Smith described what was going through her mind at the time.
“Where is she? She needs breakfast. What is she doing? Everything was going through my head,” she said.
Appearing emotional during the interview, Smith described her ongoing anguish.
“We haven’t really slept. We’ve had so much family help us and support us,” she said.
“Everyone asks us what do you need and really all we need is our little girl home.”
Smith said she did not know what happened to Cleo but she wished she did.
“No idea. There’s probably a million things that I’ve thought of. They’re searching every angle that we probably have thought of,” she said.
“The worst part is, we can’t do anything more. It’s out of our hands so we feel hopeless and out of control.
“We sit and watch the sand dunes and think she’s going to run down it and back into our arms, but we’re still waiting.”
Smith, who works at a beauty salon, described her daughter as beautiful, delicate and funny, with “the biggest heart”.
She also said Cleo loves make-up and collecting rocks.
“Every day she wants to wear a princess dress,” Smith said.
“She’s so sweet. She’s everything that you’d want in a little girl.”
Although Cleo was “terrified of the ocean”, Smith said the family had brought Cleo’s bike so she could learn to ride without training wheels.
“Cleo was born eight weeks early, she was premature and she’s been strong from the day she was born, so I know she can get through whatever she’s going through.”
Wild weather hindered the search on Tuesday morning, but by midday local time the operation was back on track.

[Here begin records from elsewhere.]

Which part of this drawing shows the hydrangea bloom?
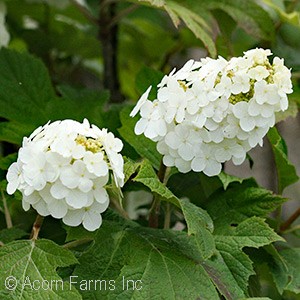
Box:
[130,49,292,176]
[7,120,124,231]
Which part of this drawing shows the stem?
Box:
[110,4,139,26]
[1,189,13,228]
[63,238,93,249]
[284,224,300,234]
[280,207,300,232]
[149,160,167,228]
[111,199,130,220]
[98,0,123,103]
[70,0,98,24]
[164,202,171,229]
[30,214,44,240]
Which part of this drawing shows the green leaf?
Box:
[166,1,217,57]
[268,127,299,194]
[46,86,109,127]
[205,217,283,299]
[0,122,36,145]
[132,160,215,258]
[132,159,180,207]
[203,0,275,40]
[218,172,244,190]
[73,217,280,300]
[74,221,218,300]
[269,248,300,294]
[0,240,81,300]
[206,181,286,234]
[135,66,164,99]
[133,0,217,57]
[275,95,299,123]
[0,227,28,244]
[124,157,140,183]
[0,153,17,170]
[0,48,55,126]
[118,107,162,169]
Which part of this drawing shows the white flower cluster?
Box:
[130,49,292,176]
[6,119,124,231]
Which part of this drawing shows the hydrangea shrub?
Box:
[0,0,300,300]
[131,49,292,176]
[7,119,124,231]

Mounted police joined the frantic search for Cleo, which has already included expert trackers, State Emergency Service personnel, detectives from the major crime and homicide squads, volunteers and a tourist helicopter business.
WA Police have also asked agencies in other jurisdictions across the country to spread the word, taking the desperate search nationwide.
A GoFundMe page has been set up by local man Bill Kent to help Cleo’s family and the search efforts, so far raising more than $48,000.